A ser­vant who switched faiths

Mary Fil­lis was one of at least 60 Africans who were bap­tised in Tu­dor Eng­land

BBC History Magazine - - Black Tudors -

Mary Fil­lis was born in 1577, the daugh­ter of Fil­lis of Morisco, a Mo­roc­can bas­ket weaver and shovel maker. She ar­rived in Lon­don in c1583– 84, work­ing for John Barker, a mer­chant and some­time fac­tor (agent) for the Earl of Le­ices­ter. She was not the only African ser­vant in the Barker house­hold; Ley­ing Mouea, “a black­amoor of 20 years”, and “Ge­orge a black­amoor” were also work­ing there by the early 1590s.

By the time of her bap­tism in June 1597, Mary Fil­lis had moved to the house­hold of a seam­stress from East Smith­field named Mil­li­cent Porter. The par­ish clerk of St Bo­tolph’s Aldgate re­ported that “now tak­ing some hold of faith in Jesus Christ [Fil­lis] was de­sirous to be­come a Chris­tian”. Mil­li­cent Porter en­cour­aged her faith and spoke to the cu­rate on her be­half. Fil­lis’s con­ver­sion was not un­usual – hers is one of more than 60 known bap­tism records of Africans from this pe­riod. Although she was likely born into a Mus­lim fam­ily in Morocco, Fil­lis was so young when she came to Eng­land that she may not have re­tained much of that faith. In Lon­don, bap­tism was manda­tory if she wanted to fully par­tic­i­pate in the highly re­li­gious post-Re­for­ma­tion Tu­dor so­ci­ety.
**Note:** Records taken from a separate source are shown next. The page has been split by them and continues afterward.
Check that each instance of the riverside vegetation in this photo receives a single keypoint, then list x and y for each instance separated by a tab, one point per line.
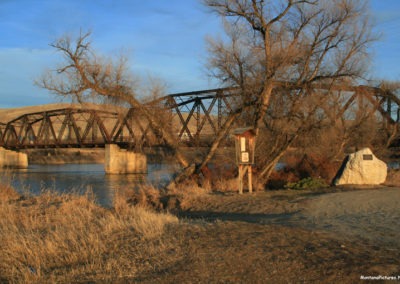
218	237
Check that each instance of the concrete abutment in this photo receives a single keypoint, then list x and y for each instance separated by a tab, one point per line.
12	159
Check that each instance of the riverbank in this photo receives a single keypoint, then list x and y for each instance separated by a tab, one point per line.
331	235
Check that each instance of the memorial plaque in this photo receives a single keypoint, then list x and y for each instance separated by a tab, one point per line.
367	157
Fil­lis’s mis­tress, Mil­li­cent Porter, died on 28 June 1599 but we do not know what be­came of Fil­lis her­self. She was, how­ever, present in Lon­don dur­ing a pe­riod that saw a suc­ces­sion of am­bas­sadors ar­riv­ing in Eng­land from her na­tive land in or­der to ne­go­ti­ate al­liances against the com­mon en­emy: Spain.